The Glamorous Life

Paradise GroupThe eponymous protagonist (Pavel Volya) plays a pimp who serves moscow oligarchs.
Vartan Akopyan's "Platon" is the latest installment in a loose series of Russian films that expose the dark, emotional underbelly of Moscow's supposedly glamorous high-society life. Like "Platon," films such as Filipp Yankovsky's 2002 "In Motion," Yelena Nikolayeva's "Popsa" from 2005 or Andrei Konchalovsky's "Gloss" from last year have centered on the most visible elements of elite social circles -- sex, money, nightlife, fashion, etc.

All these films have, in different ways and with varying degrees of success, tried to balance this portrait of "glamorous" society with a sense of its spiritual emptiness, particularly in developing the characters of their central protagonists. The paradox is how the audience reacts to that double equation -- do they fall for the glitter, or do they sympathize with the central emotional subtext?

The loose precedent for all these is certainly Federico Fellini's 1960 classic "La Dolce Vita," in which the central character is a journalist in Rome who hangs on the edges of local high society and effectively loses his soul in the process. Yankovsky's "In Motion" essentially remade the story 40 years later, with a journalist hero played by Konstantin Khabensky who goes down a similar path.
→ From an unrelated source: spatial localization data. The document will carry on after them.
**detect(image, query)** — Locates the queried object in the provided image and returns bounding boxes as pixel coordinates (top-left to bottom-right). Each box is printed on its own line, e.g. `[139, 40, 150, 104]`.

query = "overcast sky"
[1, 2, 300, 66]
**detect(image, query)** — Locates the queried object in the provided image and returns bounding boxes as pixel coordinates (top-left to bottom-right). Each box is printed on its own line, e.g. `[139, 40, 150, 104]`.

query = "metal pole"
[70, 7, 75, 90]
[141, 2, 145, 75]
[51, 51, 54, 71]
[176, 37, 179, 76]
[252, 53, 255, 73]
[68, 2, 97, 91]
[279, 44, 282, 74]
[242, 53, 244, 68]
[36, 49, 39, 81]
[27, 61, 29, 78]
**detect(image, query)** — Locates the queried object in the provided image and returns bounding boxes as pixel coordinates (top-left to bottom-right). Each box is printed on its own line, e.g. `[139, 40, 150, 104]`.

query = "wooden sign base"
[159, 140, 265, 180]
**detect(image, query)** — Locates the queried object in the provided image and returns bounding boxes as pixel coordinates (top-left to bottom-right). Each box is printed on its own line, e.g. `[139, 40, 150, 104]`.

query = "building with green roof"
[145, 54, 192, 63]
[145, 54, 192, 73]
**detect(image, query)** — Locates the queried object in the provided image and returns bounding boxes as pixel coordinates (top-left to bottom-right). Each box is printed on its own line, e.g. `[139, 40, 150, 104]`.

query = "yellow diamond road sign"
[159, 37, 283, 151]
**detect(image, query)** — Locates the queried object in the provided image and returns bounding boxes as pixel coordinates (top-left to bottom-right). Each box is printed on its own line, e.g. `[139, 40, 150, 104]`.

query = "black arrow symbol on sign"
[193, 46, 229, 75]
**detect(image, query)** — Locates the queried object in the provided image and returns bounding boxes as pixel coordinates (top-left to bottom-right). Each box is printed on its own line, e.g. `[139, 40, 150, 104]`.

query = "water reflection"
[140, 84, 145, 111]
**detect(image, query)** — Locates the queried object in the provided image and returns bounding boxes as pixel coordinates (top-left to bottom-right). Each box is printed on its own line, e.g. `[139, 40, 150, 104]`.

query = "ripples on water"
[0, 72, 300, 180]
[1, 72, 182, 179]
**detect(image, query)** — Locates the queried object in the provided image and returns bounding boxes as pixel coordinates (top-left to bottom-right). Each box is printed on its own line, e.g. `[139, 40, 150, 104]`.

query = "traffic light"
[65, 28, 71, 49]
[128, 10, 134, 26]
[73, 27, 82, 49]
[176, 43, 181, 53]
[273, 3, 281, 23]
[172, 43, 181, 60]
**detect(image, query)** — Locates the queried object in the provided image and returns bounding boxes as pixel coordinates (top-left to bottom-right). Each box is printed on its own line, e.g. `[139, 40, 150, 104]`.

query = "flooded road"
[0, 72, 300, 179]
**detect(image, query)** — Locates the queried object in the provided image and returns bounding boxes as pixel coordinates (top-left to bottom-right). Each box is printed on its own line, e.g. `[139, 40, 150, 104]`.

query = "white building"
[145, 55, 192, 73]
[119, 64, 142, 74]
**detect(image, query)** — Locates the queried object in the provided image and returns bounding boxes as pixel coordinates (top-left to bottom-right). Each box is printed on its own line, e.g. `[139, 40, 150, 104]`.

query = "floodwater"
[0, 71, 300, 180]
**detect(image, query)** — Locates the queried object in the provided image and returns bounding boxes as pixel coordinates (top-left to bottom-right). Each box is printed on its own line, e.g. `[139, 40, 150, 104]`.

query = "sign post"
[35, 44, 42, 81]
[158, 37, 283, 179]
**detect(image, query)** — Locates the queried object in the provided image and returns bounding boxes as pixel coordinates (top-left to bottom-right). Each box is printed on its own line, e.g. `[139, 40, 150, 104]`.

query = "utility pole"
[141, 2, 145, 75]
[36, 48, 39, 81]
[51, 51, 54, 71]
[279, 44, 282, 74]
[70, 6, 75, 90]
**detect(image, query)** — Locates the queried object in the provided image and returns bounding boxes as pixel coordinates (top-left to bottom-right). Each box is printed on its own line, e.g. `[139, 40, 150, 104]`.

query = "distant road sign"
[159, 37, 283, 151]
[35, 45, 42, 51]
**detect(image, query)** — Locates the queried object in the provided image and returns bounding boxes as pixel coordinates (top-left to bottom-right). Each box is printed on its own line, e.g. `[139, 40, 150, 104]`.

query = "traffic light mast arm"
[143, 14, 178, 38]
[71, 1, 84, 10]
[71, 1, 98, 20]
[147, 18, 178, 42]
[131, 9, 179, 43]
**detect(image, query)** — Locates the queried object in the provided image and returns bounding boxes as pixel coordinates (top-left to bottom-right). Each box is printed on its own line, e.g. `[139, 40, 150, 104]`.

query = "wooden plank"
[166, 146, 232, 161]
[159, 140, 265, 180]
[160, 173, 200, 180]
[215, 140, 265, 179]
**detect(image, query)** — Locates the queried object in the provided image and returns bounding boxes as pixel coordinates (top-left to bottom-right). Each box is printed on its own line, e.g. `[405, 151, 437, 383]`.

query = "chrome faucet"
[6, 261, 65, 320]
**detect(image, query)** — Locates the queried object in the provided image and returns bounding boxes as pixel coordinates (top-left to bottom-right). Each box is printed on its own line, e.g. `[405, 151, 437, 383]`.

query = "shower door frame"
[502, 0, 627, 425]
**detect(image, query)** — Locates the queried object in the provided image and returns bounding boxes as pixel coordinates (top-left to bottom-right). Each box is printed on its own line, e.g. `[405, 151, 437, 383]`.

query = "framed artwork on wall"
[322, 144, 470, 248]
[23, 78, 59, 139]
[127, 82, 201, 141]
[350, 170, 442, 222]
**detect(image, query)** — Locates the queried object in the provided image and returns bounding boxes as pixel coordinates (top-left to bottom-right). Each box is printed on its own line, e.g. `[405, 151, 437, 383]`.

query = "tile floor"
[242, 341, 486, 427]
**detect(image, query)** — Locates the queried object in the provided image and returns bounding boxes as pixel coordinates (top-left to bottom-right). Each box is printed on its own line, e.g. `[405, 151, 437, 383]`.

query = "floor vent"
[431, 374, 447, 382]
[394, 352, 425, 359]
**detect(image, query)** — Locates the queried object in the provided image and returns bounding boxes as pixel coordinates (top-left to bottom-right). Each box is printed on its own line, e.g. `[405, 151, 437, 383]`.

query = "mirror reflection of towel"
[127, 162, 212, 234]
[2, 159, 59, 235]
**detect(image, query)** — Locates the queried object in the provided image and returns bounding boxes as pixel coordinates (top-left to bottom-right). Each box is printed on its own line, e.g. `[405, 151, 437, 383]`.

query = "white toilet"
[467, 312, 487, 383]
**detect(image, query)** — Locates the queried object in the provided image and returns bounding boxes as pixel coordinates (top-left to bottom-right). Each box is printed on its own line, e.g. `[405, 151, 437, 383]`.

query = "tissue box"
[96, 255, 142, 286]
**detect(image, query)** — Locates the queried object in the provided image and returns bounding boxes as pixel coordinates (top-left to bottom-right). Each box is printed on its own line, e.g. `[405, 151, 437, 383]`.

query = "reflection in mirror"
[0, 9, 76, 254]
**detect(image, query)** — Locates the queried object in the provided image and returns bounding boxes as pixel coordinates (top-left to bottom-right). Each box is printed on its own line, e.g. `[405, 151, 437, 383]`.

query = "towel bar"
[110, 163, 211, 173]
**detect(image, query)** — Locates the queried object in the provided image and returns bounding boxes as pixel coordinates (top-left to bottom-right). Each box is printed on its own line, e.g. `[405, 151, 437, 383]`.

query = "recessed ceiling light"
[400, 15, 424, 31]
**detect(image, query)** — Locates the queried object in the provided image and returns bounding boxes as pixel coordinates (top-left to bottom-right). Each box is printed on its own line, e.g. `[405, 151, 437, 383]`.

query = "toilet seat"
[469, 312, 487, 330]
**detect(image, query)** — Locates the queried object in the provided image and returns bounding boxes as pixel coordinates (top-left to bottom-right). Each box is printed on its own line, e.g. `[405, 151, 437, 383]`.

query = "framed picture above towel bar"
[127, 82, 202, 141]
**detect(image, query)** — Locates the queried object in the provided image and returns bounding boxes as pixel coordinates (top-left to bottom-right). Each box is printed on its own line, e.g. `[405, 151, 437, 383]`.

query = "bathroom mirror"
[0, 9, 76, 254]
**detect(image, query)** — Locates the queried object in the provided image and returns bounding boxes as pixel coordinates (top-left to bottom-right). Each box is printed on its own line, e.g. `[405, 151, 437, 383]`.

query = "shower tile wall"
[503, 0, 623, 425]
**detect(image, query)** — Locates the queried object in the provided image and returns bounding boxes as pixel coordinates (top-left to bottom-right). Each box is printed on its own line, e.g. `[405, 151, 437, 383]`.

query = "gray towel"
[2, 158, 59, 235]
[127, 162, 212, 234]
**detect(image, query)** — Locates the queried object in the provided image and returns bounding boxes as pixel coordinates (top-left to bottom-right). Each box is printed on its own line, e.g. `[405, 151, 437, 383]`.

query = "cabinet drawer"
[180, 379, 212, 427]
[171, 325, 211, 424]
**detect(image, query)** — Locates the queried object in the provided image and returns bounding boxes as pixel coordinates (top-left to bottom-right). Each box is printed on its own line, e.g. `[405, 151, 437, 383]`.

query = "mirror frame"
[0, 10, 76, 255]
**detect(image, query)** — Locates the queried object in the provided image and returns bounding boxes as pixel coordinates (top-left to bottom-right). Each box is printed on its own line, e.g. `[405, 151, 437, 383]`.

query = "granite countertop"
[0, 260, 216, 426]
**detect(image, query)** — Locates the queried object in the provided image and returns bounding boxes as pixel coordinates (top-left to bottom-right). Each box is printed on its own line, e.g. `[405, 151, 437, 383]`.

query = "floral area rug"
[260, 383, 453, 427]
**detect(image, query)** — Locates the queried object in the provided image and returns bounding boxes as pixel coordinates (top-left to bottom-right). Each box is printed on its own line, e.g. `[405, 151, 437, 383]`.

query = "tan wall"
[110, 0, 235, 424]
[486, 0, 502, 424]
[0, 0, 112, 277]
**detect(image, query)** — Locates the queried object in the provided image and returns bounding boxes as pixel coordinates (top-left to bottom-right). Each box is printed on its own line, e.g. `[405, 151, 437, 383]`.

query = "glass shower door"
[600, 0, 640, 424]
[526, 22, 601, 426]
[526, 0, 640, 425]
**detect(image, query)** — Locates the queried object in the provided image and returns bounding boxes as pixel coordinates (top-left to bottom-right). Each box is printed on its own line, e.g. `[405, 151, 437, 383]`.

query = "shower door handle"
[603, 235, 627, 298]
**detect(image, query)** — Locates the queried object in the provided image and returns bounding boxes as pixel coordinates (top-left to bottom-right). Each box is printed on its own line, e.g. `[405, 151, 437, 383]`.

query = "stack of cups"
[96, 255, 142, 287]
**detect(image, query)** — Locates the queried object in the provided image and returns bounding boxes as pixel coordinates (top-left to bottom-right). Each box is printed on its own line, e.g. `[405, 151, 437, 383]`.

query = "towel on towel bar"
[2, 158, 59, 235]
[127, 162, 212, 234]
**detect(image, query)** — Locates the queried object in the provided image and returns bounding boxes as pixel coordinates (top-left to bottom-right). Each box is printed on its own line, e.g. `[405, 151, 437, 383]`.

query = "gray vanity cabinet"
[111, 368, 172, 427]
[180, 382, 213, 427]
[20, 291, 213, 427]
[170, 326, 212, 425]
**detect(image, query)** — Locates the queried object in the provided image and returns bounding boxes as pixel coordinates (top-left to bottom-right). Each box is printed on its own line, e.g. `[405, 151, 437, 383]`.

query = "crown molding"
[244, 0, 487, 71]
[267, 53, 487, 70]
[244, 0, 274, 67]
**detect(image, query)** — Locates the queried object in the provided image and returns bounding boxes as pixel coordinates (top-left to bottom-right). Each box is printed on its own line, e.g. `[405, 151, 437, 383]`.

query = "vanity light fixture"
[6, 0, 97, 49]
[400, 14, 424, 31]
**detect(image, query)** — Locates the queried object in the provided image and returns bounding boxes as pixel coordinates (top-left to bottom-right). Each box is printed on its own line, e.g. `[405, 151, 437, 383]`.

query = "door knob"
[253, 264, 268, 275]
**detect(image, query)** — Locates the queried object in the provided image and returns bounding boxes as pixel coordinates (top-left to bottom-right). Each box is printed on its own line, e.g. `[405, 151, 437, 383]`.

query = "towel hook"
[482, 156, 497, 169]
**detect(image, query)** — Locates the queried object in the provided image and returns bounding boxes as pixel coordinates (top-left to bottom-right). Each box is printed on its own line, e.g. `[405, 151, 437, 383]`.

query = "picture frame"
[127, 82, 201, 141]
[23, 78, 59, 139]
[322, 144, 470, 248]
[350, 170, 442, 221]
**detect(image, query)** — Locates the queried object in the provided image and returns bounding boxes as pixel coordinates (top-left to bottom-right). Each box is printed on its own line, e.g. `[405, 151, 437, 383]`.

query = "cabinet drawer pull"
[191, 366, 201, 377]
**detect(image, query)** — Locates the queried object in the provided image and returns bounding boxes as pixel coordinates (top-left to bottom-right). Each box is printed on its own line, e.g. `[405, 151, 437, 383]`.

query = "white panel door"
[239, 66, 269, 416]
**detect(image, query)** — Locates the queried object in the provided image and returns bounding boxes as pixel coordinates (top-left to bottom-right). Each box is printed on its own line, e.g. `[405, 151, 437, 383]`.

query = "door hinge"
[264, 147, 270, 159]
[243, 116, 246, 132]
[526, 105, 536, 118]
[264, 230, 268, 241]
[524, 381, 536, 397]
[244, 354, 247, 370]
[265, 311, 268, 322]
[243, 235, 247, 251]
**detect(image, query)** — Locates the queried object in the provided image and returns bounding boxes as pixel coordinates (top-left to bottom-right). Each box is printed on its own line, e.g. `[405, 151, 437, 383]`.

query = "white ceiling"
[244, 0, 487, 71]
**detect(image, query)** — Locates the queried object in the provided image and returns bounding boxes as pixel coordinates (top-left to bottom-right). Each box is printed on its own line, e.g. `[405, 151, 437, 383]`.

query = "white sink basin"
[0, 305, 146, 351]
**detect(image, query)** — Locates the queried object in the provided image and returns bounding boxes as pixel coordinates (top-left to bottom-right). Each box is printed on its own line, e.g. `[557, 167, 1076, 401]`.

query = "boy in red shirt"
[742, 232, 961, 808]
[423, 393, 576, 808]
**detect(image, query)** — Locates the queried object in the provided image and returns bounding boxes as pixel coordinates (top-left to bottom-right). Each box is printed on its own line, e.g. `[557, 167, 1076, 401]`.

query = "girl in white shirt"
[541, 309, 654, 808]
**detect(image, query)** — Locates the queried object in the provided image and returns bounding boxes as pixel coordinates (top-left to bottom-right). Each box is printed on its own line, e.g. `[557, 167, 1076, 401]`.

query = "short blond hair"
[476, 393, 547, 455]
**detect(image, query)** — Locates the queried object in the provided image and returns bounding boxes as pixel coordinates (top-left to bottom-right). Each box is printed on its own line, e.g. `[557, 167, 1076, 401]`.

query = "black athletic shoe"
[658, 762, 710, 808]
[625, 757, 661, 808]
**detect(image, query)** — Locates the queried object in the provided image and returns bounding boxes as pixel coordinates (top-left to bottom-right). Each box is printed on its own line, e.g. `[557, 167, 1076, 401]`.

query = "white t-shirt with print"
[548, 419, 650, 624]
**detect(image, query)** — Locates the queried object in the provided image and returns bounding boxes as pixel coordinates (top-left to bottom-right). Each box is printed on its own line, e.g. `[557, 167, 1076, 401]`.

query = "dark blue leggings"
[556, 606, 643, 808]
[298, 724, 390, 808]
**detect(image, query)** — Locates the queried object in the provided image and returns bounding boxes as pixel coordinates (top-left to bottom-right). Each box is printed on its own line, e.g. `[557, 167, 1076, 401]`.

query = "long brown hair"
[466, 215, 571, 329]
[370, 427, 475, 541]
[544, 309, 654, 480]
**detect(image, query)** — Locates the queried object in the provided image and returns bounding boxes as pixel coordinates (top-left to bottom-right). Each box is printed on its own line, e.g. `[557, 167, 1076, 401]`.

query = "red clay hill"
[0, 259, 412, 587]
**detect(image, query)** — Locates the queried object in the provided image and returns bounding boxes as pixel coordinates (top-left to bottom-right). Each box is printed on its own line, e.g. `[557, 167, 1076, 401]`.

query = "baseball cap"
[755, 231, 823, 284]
"Platon" chooses a rather bleaker context than that of tabloid journalism. The film's eponymous hero (played by Pavel Volya, star of television show "Comedy Club") is basically a high-class pimp, catering to the sexual desires of his oligarch clients and living a risk-filled life by manipulating the expectations of the women he brings into the business. (The alleged philandering by a certain prominent Russian magnate at the Courchevel ski resort a few years ago inevitably comes to mind.)

There's plenty of humor along the way, though whether you find it funny in the end is an entirely different question. One scene sees the consequences of an inadvertent setup in which the lady concerned turns out to be a transvestite. Another has Platon supposedly auditioning girls in a provincial city for what he promises to be the new Nikita Mikhalkov film, when in fact they are to be the latest batch of high-class hookers to be sent off to Moscow.

Various subplots crop up, the most notable of which involves Dagestani oligarch Abdul (Multar Gusengadzhiev), who's clearly a regular client and leads a lifestyle that parodies New Russian existence well. Things start to go wrong when Platon meets Lyuba (Elizaveta Lotova), a young woman who works in a fancy Moscow boutique but does not share the shallow values of those she sells her brand-name outfits to. Platon develops a new kind of attraction to her even though his initial task is to set her up with Abdul for a romantic lunch.

Volya plays well -- he is a commanding screen presence with a lean, hungry look to him. Always on the go, he careens around Moscow in a mobile-office minibus in the company of his two sidekicks, Pitbull and Banderas. Whether that's true to life or a conscious parody is the kind of question on which the reading of the film hinges. Is it simply reflecting the surrounding context or is it satirizing it? In any case, Volya is sadly no match on the emotional front for Marcello Mastroianni from Fellini's film.

Near the end of the film, the action moves to London, where the precarious balance in this loose threesome breaks down. Accompanying it is another humorous subplot, in which two of Abdul's relations are sent out by the Dagestani family patriarch to bring their prodigal son back into the domestic fold. Serbian-born director Emir Kusturica deserves a nod for that kind of offbeat rural comedy.

Everything is convincing in terms of cinematography and music, and while some of the figures on the outer edges of the story do not lead such vapid lives, harboring uncertainties of sentiment that one might empathize with, it would be a major stretch to feel anything for the central characters. Their world seems an emotional void -- a heart of darkness where there is no heart.